Twenty-four years ago, we began our work in western Kenya with a simple but urgent mission: protect the lives of children in communities carrying one of the highest HIV and malaria burdens in the world.
At the time, pediatric HIV was almost always a death sentence.
We were working primarily in pediatrics-inside district hospitals, rural clinics, and community outreach programs-where we saw firsthand how devastating the epidemic was for families. Infants were becoming infected at birth, yet the tools to diagnose and treat them simply did not exist in meaningful ways.
What we encountered was a cruel paradox: the very antibodies passed from mother to child to protect infants made HIV nearly impossible to diagnose during the years of life. Standard rapid tests for HIV could not distinguish between maternal antibodies and true infant infection. Waiting for those antibodies to clear-often 18 to 24 months-meant waiting too long. More than 83% of HIV-infected children died before the age of three years, most before a definitive diagnosis could even be made.
We knew that if early diagnosis was impossible, survival was impossible.
Building the First Pediatric Molecular Testing in the Region
To change this reality, we established one of the first pediatric molecular HIV testing platforms in western Kenya.
Working with local clinicians and laboratories, we introduced PCR-based diagnostics capable of detecting the virus itself-not just antibodies. We developed the assay against the three most common viral clades circulating in the region, ensuring accuracy for local transmission patterns.
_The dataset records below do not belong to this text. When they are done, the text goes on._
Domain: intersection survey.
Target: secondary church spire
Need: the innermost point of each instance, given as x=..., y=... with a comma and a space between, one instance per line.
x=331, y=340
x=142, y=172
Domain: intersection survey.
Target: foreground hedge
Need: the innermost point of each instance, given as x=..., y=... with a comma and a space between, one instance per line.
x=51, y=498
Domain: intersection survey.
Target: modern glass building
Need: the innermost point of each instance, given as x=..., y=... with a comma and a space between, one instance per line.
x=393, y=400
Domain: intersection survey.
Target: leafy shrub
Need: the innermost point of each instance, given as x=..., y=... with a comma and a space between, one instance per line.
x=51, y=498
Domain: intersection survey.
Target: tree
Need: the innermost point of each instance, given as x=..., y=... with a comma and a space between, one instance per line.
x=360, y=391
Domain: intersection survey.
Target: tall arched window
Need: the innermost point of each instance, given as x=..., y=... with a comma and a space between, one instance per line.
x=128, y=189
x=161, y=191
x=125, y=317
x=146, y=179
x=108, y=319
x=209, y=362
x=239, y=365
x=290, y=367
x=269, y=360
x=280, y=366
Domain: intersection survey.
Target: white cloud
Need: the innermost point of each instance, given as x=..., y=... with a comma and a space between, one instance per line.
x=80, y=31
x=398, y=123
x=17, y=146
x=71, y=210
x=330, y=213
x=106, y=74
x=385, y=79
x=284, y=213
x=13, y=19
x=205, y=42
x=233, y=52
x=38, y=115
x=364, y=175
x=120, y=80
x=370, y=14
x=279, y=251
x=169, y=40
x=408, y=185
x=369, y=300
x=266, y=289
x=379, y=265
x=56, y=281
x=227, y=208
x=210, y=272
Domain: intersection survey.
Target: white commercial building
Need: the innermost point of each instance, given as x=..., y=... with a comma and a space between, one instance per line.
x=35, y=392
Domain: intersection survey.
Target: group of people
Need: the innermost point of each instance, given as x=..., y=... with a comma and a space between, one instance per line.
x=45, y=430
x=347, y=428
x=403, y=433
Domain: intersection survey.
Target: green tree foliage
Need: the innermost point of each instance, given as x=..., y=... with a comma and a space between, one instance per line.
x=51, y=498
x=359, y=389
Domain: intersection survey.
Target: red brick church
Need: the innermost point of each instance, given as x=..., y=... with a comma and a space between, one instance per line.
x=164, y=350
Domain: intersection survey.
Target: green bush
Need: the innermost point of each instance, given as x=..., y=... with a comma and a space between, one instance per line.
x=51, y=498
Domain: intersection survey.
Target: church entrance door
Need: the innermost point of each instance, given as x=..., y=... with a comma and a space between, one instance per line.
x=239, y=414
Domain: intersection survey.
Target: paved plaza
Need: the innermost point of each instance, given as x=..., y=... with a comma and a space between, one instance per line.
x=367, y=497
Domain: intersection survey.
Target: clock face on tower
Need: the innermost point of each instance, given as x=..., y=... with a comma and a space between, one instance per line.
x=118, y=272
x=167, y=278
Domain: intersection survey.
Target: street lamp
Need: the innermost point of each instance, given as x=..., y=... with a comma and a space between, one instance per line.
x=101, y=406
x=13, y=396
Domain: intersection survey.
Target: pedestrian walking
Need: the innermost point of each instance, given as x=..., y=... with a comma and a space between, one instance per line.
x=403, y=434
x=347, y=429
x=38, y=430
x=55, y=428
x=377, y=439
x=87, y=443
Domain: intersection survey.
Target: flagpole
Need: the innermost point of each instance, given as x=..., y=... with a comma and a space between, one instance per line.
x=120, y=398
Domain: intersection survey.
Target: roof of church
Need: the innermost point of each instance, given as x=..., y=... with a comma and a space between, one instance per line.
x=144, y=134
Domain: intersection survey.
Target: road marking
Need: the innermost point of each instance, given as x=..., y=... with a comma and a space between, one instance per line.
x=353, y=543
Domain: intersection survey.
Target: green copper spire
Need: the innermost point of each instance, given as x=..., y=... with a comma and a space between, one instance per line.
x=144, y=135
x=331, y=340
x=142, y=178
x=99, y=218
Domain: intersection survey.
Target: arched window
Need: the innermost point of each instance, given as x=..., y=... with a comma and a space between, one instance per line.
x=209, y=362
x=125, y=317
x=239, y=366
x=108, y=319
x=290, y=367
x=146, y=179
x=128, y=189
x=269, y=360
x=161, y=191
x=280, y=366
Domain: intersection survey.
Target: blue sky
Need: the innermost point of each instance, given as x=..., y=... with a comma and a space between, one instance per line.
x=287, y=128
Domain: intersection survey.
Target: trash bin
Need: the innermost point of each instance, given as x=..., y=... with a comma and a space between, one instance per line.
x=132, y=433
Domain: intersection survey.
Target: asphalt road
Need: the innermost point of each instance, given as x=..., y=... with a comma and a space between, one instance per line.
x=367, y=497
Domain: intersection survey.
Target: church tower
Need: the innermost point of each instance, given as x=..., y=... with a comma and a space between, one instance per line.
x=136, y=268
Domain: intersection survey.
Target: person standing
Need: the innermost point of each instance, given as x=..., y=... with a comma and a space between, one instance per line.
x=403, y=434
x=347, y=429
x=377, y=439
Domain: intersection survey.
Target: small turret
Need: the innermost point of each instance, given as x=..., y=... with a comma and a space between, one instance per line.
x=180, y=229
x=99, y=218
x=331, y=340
This was not just a technical upgrade; it was a lifeline.
Our approach was practical and scalable:
Rapid tests were used as the first screening tool in infants and children.
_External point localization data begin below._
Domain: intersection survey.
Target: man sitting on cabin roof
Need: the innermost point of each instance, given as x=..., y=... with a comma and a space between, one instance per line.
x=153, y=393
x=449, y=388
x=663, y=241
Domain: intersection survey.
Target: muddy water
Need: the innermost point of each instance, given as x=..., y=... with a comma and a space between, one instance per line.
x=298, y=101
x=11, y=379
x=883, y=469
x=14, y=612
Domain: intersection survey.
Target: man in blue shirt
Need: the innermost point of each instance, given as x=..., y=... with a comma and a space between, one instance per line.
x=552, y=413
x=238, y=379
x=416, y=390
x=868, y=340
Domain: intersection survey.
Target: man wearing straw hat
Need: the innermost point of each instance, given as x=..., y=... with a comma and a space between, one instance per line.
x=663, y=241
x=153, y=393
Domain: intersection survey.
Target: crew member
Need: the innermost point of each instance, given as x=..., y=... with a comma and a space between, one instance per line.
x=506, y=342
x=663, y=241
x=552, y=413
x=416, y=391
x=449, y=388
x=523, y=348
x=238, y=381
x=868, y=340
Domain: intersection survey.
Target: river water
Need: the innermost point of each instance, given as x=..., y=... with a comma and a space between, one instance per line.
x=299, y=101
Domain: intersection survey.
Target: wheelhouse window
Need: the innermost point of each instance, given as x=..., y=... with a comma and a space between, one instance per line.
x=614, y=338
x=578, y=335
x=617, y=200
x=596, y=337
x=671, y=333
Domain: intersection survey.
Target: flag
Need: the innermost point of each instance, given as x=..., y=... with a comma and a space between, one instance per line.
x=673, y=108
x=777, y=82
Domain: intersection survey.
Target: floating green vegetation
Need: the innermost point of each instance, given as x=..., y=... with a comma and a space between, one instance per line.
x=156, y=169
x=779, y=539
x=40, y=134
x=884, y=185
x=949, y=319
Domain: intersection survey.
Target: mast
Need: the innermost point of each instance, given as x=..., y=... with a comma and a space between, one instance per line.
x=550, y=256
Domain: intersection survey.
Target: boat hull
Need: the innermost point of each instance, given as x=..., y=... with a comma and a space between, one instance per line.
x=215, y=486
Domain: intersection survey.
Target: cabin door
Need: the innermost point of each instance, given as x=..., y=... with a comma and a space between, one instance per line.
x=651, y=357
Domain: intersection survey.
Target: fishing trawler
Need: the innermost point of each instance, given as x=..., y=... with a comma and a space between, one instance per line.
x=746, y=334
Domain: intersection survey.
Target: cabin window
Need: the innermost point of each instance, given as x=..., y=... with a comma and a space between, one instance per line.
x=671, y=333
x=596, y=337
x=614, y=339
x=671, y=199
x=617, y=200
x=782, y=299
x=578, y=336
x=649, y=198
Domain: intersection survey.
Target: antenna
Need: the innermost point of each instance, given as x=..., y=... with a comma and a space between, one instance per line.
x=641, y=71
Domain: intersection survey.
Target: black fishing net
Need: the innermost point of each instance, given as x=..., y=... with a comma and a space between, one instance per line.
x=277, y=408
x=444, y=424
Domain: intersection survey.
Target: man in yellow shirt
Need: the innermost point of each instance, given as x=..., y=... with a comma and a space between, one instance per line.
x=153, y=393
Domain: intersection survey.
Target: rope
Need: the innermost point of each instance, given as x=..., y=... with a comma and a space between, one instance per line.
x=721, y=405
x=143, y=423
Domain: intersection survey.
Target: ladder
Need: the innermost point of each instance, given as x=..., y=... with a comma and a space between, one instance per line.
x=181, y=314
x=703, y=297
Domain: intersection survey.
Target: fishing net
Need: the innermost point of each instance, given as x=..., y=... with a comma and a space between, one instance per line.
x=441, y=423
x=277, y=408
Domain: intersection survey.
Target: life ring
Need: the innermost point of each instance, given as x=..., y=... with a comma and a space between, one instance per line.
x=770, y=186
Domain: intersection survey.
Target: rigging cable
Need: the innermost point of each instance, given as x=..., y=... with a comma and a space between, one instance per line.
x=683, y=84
Positive screens were then confirmed using PCR, providing a definitive diagnosis months or even years earlier than previously possible.
For the first time, families could receive clear answers. Clinicians could identify infected children before symptoms became severe. And most importantly, the scale of the crisis became impossible to ignore
When Diagnosis Outpaced Treatment
But there was a devastating reality behind every test result.
At that time, pediatric antiretroviral therapy simply did not exist in these communities. Even with definitive diagnosis, nearly 100% of children born with HIV died quickly. We were identifying the problem, but the world had not yet provided the tools to treat it in sub-Saharan Africa.
Yet those diagnoses changed everything.
By documenting the true burden of pediatric HIV, our work helped demonstrate what had long gone unseen: infants were dying not because treatment was ineffective, but because it was unavailable. This evidence became a catalyst for action.
From Evidence to Access
As global partners, ministries of health, and international donors confronted the data, pediatric HIV could no longer be treated as an afterthought. The availability of reliable molecular testing accelerated efforts to develop and distribute child-appropriate antiretroviral formulations.
When treatment finally became accessible, we were ready.
We established one of the first pediatric HIV testing and treatment programs in western Kenya, integrating early diagnosis, clinical care, and community follow-up. Children who once had no chance at survival were now starting therapy. Families who had lost hope were given something profoundly powerful: time.
A Model Built on Community and Science
From the beginning, our work was rooted in partnership.
We trained local healthcare workers, strengthened laboratory infrastructure, and worked alongside community leaders to reduce stigma and increase trust in care. Families were no longer navigating HIV alone; they were supported by a system designed to serve them.
What started as a response to a pediatric crisis became a sustainable model for HIV care-combining scientific innovation with community-based delivery.
Looking Forward
Today, the landscape of HIV in Kenya is transformed. Early infant diagnosis is standard. Pediatric antiretroviral therapy saves countless lives. And children born with HIV can now grow into adulthood.
But high-burden communities still face barriers: gaps in access, late diagnoses, treatment interruptions, and structural inequities that leave the most vulnerable behind.
Our mission remains what it was 24 years ago—to ensure that no child is denied care because of where they are born.
By closing the HIV treatment gap through science, partnership, and trust, we are not only saving lives.
We are building healthier futures for the next generation.